It was seeking relief from the heat that ignited Angela Danovi’s passion for historic theaters. That respite led to a love of classic movies shown at the Orpheum on mid-afternoon summers in sweltering Memphis. Of all those films, Gone with the Wind was her favorite. It was the now 101 year-old Olivia De Havilland with her portrayal of Scarlett O’Hara’s kindly but fierce sister-in-law Melanie Wilkes that led Danovi to seek out De Havilland’s other films and eventually develop a website dedicated to the film icon.
“I’d seen Gone with the Wind on TV but never in a theater, much less a theater as majestic as the Orpheum,” the now Rogers resident said on a recent call. “At that time ‘pan and scan’ versions of films were shown on television.”
Pan and scan compresses the film for what were square-ish televisions vs. the rectangular projection shown in a movie theater.
“Watching it at the Orpheum, we saw parts of the background and characters who were cropped out for television. Seeing that made me want to see what else I’d missed.”
Part of “seeing what she missed” led to about a dozen road trips throughout the United States to check out historic theaters. She’s been to Marietta, Ga., Franklin, Tenn., Birmingham, Ala., Wichita, Kan., and Knoxville, Tenn., among others. But the highlight of her Historic Theaters road trips was to Austin, Texas’ Paramount Theater for the 75th anniversary showing of Gone with the Wind.
“When I heard that the David O. Selznick Archives (held at the University of Texas, Austin) would be partnering with the Paramount Theater to provide memorabilia from the film, including costumes, I knew I just had to go,” she said.
This was the first time her historic theater tourism required more than a tank of gas. Plane tickets, hotel rooms and a rental car would be involved, not to mention tickets to the 75th anniversary red carpet showing.

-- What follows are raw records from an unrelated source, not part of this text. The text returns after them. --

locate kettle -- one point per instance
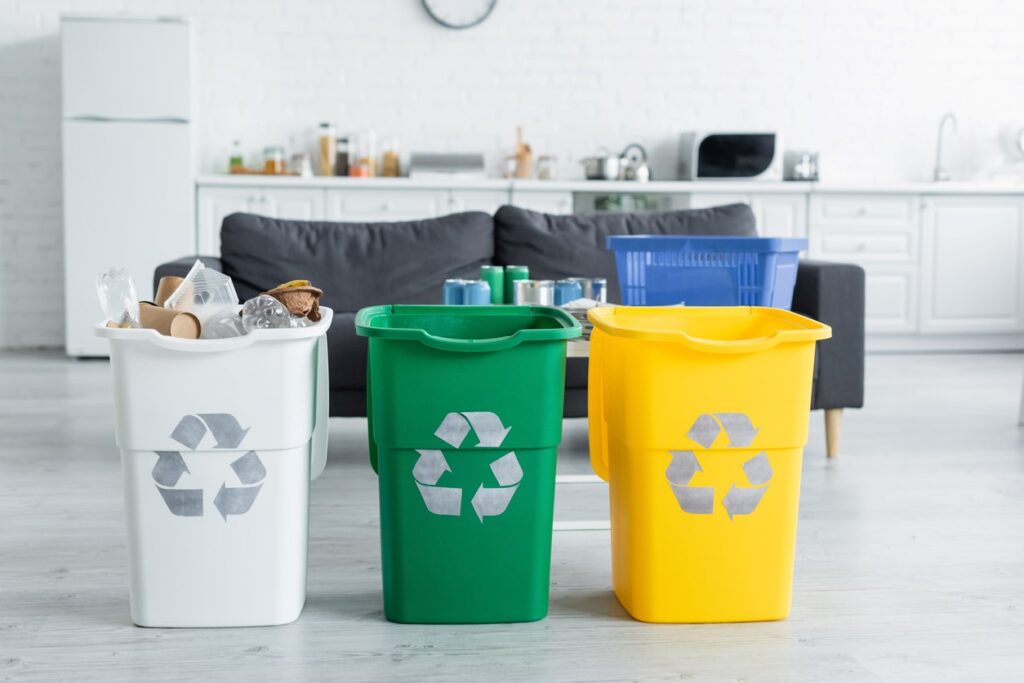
(633, 164)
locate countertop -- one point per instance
(616, 186)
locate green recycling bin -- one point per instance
(465, 417)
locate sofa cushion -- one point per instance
(356, 264)
(556, 247)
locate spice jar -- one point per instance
(273, 160)
(389, 159)
(341, 157)
(327, 148)
(547, 168)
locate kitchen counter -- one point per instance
(614, 186)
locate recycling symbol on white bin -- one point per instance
(700, 500)
(487, 501)
(227, 433)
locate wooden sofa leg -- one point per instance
(834, 429)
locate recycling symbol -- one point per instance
(700, 500)
(227, 433)
(487, 501)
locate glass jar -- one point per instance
(237, 164)
(547, 168)
(341, 157)
(327, 148)
(389, 158)
(273, 160)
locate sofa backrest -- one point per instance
(569, 246)
(356, 264)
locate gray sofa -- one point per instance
(361, 264)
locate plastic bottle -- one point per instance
(327, 148)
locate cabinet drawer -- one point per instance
(863, 209)
(543, 201)
(891, 299)
(863, 245)
(385, 205)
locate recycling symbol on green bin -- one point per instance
(227, 433)
(700, 500)
(487, 501)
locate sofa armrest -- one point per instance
(179, 267)
(834, 294)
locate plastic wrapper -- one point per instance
(206, 293)
(118, 297)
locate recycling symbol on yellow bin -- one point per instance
(700, 500)
(227, 433)
(487, 501)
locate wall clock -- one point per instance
(459, 13)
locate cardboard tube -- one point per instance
(166, 288)
(167, 322)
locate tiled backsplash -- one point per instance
(865, 85)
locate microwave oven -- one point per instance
(706, 156)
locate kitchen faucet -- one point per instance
(940, 172)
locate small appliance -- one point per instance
(737, 156)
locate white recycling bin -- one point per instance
(219, 440)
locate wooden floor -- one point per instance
(910, 557)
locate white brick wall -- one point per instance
(864, 83)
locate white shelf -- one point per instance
(653, 187)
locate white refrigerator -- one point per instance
(128, 157)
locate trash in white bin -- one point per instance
(217, 461)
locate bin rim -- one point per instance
(366, 318)
(748, 244)
(809, 330)
(216, 345)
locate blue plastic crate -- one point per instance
(664, 270)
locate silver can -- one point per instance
(535, 292)
(594, 288)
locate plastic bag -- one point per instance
(118, 297)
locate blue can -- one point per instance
(476, 293)
(567, 290)
(454, 292)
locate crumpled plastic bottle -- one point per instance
(264, 312)
(224, 325)
(118, 297)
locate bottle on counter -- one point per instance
(273, 160)
(237, 164)
(302, 166)
(341, 157)
(389, 159)
(366, 157)
(327, 148)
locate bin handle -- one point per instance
(595, 409)
(317, 456)
(370, 420)
(751, 345)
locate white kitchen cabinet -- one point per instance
(374, 205)
(775, 215)
(972, 255)
(216, 203)
(487, 201)
(780, 215)
(891, 296)
(882, 233)
(545, 201)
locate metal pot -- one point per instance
(633, 164)
(601, 167)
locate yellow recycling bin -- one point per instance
(697, 421)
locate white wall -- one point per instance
(864, 83)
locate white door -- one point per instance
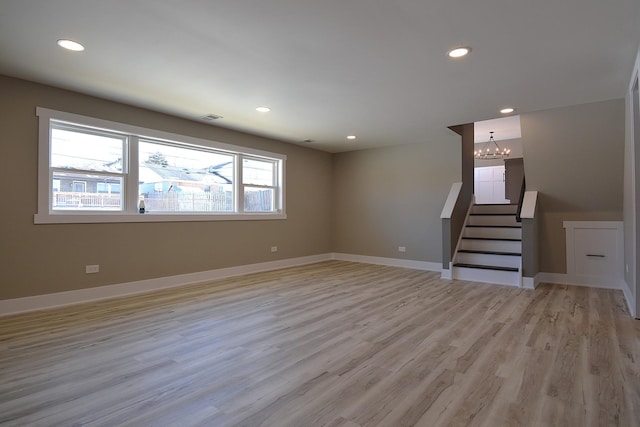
(489, 185)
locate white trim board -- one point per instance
(628, 296)
(61, 299)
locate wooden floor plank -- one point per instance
(331, 344)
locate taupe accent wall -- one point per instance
(574, 158)
(365, 202)
(389, 197)
(42, 259)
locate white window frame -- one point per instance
(129, 189)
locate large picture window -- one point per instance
(93, 170)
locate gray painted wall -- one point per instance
(631, 189)
(573, 156)
(389, 197)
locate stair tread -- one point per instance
(493, 238)
(486, 267)
(474, 251)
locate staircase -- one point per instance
(490, 248)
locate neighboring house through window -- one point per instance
(100, 171)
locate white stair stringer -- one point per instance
(490, 248)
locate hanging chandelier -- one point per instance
(490, 150)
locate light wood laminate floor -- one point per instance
(329, 344)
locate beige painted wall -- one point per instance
(41, 259)
(574, 158)
(389, 197)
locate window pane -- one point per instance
(78, 191)
(258, 199)
(258, 172)
(76, 149)
(182, 179)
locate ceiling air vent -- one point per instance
(211, 117)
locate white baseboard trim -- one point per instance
(530, 282)
(60, 299)
(590, 282)
(391, 262)
(631, 303)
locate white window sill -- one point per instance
(95, 218)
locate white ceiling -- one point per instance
(503, 128)
(329, 68)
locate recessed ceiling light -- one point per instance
(459, 52)
(70, 45)
(211, 117)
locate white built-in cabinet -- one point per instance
(595, 253)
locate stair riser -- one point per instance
(491, 245)
(512, 209)
(493, 233)
(508, 278)
(493, 220)
(489, 259)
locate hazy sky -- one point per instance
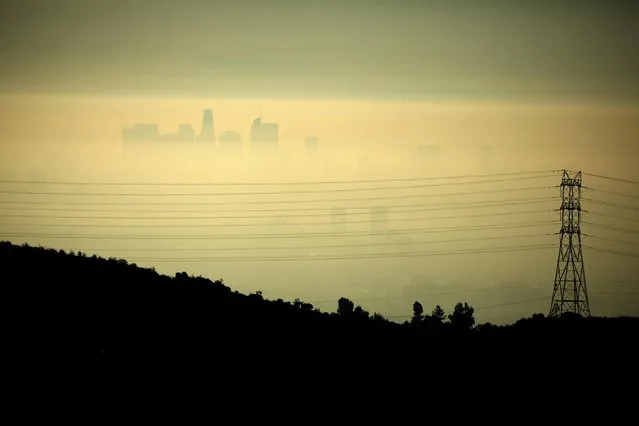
(488, 86)
(330, 48)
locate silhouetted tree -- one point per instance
(359, 312)
(418, 313)
(438, 314)
(462, 317)
(345, 306)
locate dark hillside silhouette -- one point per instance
(83, 309)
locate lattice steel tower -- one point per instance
(569, 292)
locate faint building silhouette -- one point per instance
(264, 135)
(230, 142)
(186, 133)
(207, 133)
(312, 146)
(141, 132)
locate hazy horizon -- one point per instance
(412, 90)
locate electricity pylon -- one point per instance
(569, 292)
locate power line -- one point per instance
(324, 209)
(259, 202)
(608, 204)
(611, 178)
(316, 247)
(605, 191)
(180, 194)
(609, 251)
(276, 235)
(410, 219)
(611, 215)
(342, 257)
(36, 182)
(612, 240)
(612, 228)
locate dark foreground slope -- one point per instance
(87, 310)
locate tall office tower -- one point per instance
(312, 145)
(208, 129)
(264, 136)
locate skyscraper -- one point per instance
(264, 133)
(208, 129)
(311, 143)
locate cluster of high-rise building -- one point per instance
(263, 135)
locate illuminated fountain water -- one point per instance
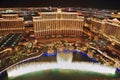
(64, 61)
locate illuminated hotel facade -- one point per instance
(109, 29)
(58, 23)
(11, 23)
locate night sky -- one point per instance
(102, 4)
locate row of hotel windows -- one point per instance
(59, 24)
(11, 24)
(58, 32)
(59, 15)
(107, 29)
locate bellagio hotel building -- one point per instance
(108, 28)
(58, 23)
(11, 23)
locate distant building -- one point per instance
(58, 23)
(11, 23)
(108, 28)
(116, 15)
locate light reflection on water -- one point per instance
(63, 68)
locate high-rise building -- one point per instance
(63, 23)
(11, 23)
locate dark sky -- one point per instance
(107, 4)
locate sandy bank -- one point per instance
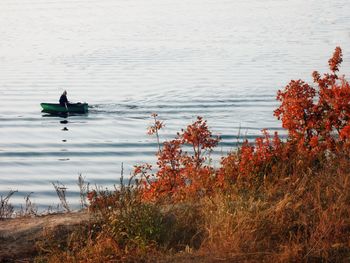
(18, 236)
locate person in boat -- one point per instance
(63, 99)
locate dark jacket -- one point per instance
(63, 100)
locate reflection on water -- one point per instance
(223, 60)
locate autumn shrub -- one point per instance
(183, 171)
(271, 200)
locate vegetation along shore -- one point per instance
(272, 200)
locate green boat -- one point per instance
(71, 108)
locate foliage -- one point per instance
(271, 200)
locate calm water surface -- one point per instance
(223, 60)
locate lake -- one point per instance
(223, 60)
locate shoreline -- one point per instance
(18, 236)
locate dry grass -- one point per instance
(298, 217)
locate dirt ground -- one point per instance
(19, 235)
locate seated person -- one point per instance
(63, 99)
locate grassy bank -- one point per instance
(273, 200)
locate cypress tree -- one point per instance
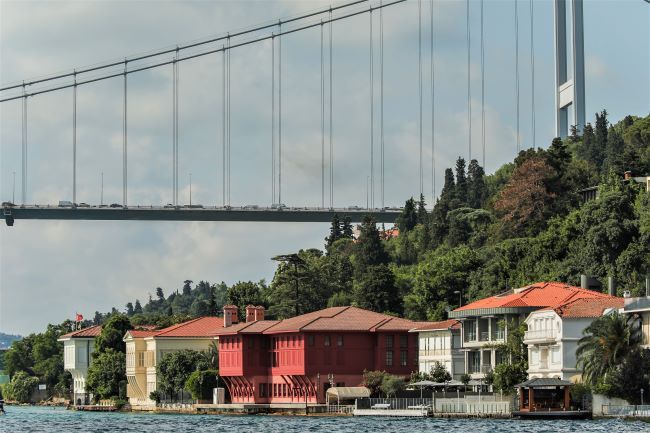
(461, 181)
(422, 210)
(476, 189)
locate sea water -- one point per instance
(47, 419)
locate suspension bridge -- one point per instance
(569, 92)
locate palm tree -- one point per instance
(606, 342)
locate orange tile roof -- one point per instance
(442, 325)
(92, 331)
(196, 328)
(588, 307)
(337, 319)
(543, 294)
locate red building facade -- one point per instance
(296, 360)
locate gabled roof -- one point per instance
(90, 332)
(438, 326)
(201, 327)
(587, 307)
(342, 319)
(141, 333)
(534, 296)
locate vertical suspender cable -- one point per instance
(223, 125)
(331, 127)
(322, 117)
(273, 118)
(74, 140)
(124, 143)
(381, 97)
(372, 119)
(532, 70)
(469, 89)
(229, 116)
(433, 115)
(517, 71)
(420, 87)
(280, 112)
(482, 89)
(24, 148)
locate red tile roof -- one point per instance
(587, 307)
(544, 294)
(337, 319)
(201, 327)
(443, 325)
(92, 331)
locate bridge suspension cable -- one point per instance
(331, 121)
(420, 89)
(124, 140)
(433, 112)
(24, 150)
(180, 47)
(517, 72)
(273, 119)
(469, 86)
(372, 118)
(74, 143)
(381, 95)
(191, 56)
(482, 89)
(279, 112)
(532, 71)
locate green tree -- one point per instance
(245, 293)
(112, 334)
(335, 232)
(106, 374)
(21, 387)
(407, 220)
(375, 290)
(461, 182)
(439, 373)
(175, 368)
(422, 215)
(476, 188)
(604, 345)
(369, 250)
(201, 382)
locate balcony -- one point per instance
(540, 335)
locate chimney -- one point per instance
(250, 313)
(259, 313)
(229, 315)
(611, 283)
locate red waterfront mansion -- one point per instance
(296, 360)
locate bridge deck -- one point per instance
(151, 213)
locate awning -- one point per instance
(540, 382)
(348, 392)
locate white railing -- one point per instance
(340, 408)
(626, 410)
(540, 334)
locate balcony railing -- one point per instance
(540, 334)
(435, 352)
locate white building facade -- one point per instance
(553, 334)
(78, 348)
(441, 342)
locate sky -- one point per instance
(51, 269)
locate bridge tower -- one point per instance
(569, 91)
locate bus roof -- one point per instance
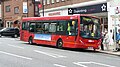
(54, 17)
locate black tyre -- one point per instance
(30, 41)
(59, 43)
(0, 35)
(15, 35)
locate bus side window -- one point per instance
(32, 27)
(71, 28)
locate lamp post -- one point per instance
(43, 7)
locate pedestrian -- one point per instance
(106, 41)
(103, 35)
(118, 38)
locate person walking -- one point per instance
(106, 41)
(118, 39)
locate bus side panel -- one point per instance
(24, 35)
(68, 41)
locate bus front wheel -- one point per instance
(30, 41)
(59, 43)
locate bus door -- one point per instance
(25, 31)
(71, 32)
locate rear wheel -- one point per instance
(15, 35)
(59, 43)
(0, 35)
(30, 41)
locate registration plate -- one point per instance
(90, 47)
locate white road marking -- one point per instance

“It was an event. A true experience,” she said. “They had the Paramount fully programmed. In every space where there was an activity or experience in every nook and cranny.”
These experiences ranged from costume displays to props with interpretive panels to a photo booth where you could have your picture taken in front of a digital background from the film that was immediately available for online download.
“These are the kinds of experiences we can replicate in our historic theaters in Arkansas,” she said, echoing the advice of League of Historic American Theaters Executive Director Ken Stein gave during his keynote at the Winthrop Rockefeller Institute’s Historic Theaters Conference in August. Stein was the executive director of the Paramount Theater in Austin during Angela’s pilgrimage.
Having traveled across the country to visit and experience historic theaters, she’d always wanted to attend the Theatre Historical Society of America conference, where she could learn more about historic theaters and their role in 21st century communities.
“Those conferences are very expensive and have a national focus,” she said. “That’s why I was so glad to have learned about the conference at the Rockefeller Institute. It was nearby, affordable and would be full of other locals passionate about the same things I’m passionate about.”
The Historic Theaters Conference and its 75 attendees from across the state have formed a network where one didn’t exist before. They will be sharing stories of successes, failures, best practices and obscura ranging from lighting issues to how to best deal with the need for wider seats in the modern era and much more. A Facebook group started by the Institute will help keep the dialogue going in between summits like the one held last month atop Petit Jean.
“Who knew that there was a League of Historic Theaters board member who lived in Northwest Arkansas? I had no idea,” she said.
Making these sort of connections and putting smart people in the same room to solve problems facing the state is exactly the thing Gov. Winthrop Rockefeller did repeatedly. This follows directly in his legacy, his love of the arts and passion for historic places.
In the meantime, Danovi will be working on programming classic films in historic theaters in her neck of the woods.
“That’s what they’re built for, after all.”
She’ll also be taking the advice of Ms. De Havilland, who said, “One must take what comes, with laughter.”